Arch's insurance in force ended the quarter at $295 billion, the most in the industry, and up 5% from Sept. 30, 2021.

"The in-force book is where we're going to generate most of our underwriting income for the foreseeable future," said Arch Capital Chief Financial Officer Francois Morin on the company's earnings call. "Doesn't matter really materially whether production is stable, declining, increasing, the in-force books is going to drive the underwriting income for the next three years or so."

NMI's new policies written were up from 2Q

NMI Holdings recorded net income of $76.8 million in the third quarter, slightly ahead of the second quarter's $75.4 million and compared with $60.2 million one year prior.

Its National MI subsidiary generated $17.2 billion of NIW during the quarter, which was 4% higher than the $16.6 billion it wrote in the second quarter. For the third quarter of 2021, National MI wrote $18.1 billion.

"We're proud to have delivered strong results in the third quarter, with significant new business production and increasing persistency driving growth in our high-quality insured portfolio, and favorable credit performance and expense discipline driving record profitability and strong returns," National MI President and CEO Adam Pollitzer said in the earnings release. "We continue to manage with discipline and a focus on through-the-cycle performance, and took further steps during the quarter to insulate our business from the impact of any economic stress that may emerge."

Essent's profits down year-over-year

Unlike its competitors, Essent Group reported lower net income on a year-over-year basis, $178.1 million for this year's third quarter, versus $205.4 million in 2021.

In the second quarter, the company earned $231.8 million.

Still, those third quarter results were above what both KBW and BTIG expected for Essent.

But the $17.1 billion of NIW put Essent in the same market share ballpark as most of the industry. This was down from $20.1 billion in the second quarter and $23.6 billion for the third quarter of 2021.

"We are pleased with our financial performance for the third quarter as we produced strong earnings and robust returns," said Mark Casale, chairman and CEO in a press release. "Our results reflect our focus on optimizing unit economics along with continued favorable credit performance."

Enact completes fourth full quarter as a public company

Enact Holdings trailed the field in terms of market share, but still reported strong earnings for the quarter, with net income of $191 million. For the second quarter it earned $205 million, while for the third quarter of 2021, it earned $137 million.

Genworth Financial spun out Enact near the end of the third quarter last year; it remains the mortgage insurer's single largest shareholder with an equity stake over 81%.

But its NIW of $15 billion was more than $2 billion lower than Essent's and was down 14% from the second quarter's $17 billion. One year prior, it had $24 billion of NIW.

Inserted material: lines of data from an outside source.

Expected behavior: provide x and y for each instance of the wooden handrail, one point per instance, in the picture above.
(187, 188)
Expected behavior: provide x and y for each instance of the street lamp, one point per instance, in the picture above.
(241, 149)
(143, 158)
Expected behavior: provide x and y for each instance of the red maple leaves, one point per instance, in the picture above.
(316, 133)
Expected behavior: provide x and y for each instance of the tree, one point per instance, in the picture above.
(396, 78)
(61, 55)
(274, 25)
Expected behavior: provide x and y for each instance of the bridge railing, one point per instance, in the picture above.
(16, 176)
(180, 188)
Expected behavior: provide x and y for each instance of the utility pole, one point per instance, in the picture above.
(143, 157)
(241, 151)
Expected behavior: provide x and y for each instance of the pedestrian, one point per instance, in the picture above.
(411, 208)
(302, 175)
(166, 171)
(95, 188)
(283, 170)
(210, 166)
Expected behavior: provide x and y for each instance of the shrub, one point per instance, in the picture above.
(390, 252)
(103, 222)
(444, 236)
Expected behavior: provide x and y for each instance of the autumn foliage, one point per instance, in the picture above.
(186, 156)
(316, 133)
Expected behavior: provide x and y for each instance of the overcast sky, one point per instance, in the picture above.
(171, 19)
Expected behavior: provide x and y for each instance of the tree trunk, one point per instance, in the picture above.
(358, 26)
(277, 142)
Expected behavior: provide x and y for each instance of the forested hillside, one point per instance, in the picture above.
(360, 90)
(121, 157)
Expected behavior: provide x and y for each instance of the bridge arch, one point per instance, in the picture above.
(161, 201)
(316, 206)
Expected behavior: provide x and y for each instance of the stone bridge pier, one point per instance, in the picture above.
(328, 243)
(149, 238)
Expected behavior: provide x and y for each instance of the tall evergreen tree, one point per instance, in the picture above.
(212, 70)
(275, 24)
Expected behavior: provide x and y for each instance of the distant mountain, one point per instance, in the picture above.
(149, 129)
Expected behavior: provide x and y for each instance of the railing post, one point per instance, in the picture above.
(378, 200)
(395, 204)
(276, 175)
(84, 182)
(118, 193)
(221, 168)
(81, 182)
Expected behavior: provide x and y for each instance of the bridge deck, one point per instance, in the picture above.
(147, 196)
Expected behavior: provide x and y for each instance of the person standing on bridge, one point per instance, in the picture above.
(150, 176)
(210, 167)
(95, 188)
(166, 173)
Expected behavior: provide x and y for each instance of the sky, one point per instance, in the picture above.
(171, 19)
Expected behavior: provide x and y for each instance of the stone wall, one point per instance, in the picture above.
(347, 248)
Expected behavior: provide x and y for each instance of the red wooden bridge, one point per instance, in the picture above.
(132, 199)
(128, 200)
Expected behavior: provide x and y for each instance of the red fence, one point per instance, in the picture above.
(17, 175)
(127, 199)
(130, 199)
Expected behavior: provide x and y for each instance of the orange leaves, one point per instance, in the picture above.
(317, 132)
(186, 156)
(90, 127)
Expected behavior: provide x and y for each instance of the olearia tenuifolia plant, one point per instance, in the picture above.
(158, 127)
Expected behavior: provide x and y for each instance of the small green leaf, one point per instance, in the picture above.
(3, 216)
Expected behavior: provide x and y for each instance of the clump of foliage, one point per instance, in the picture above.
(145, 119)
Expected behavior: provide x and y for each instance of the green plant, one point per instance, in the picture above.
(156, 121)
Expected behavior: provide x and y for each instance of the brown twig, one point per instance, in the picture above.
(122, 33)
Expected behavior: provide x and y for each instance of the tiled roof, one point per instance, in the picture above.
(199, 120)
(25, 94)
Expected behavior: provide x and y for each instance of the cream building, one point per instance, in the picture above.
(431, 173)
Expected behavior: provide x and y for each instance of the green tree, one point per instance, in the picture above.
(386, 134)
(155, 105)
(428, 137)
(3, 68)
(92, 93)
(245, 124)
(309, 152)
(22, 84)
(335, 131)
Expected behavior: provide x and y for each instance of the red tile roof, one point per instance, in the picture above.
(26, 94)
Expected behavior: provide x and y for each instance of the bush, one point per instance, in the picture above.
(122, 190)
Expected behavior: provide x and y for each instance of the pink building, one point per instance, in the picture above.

"Throughout the quarter we continued to execute against all aspects of our cycle-tested growth strategy, writing profitable new business, investing in our growth, and managing our risk, while also delivering on our commitment to return excess capital to shareholders," said Rohit Gupta, president and CEO in a press release. "While several factors are creating uncertainty in the housing market in the near-term, we believe the longer-term drivers of demand remain in place, and the strength of our portfolio, balance sheet, and cash flows position us well to prudently navigate the current market environment while continuing to successfully pursue our long-term growth strategy, and drive value creation for all stakeholders."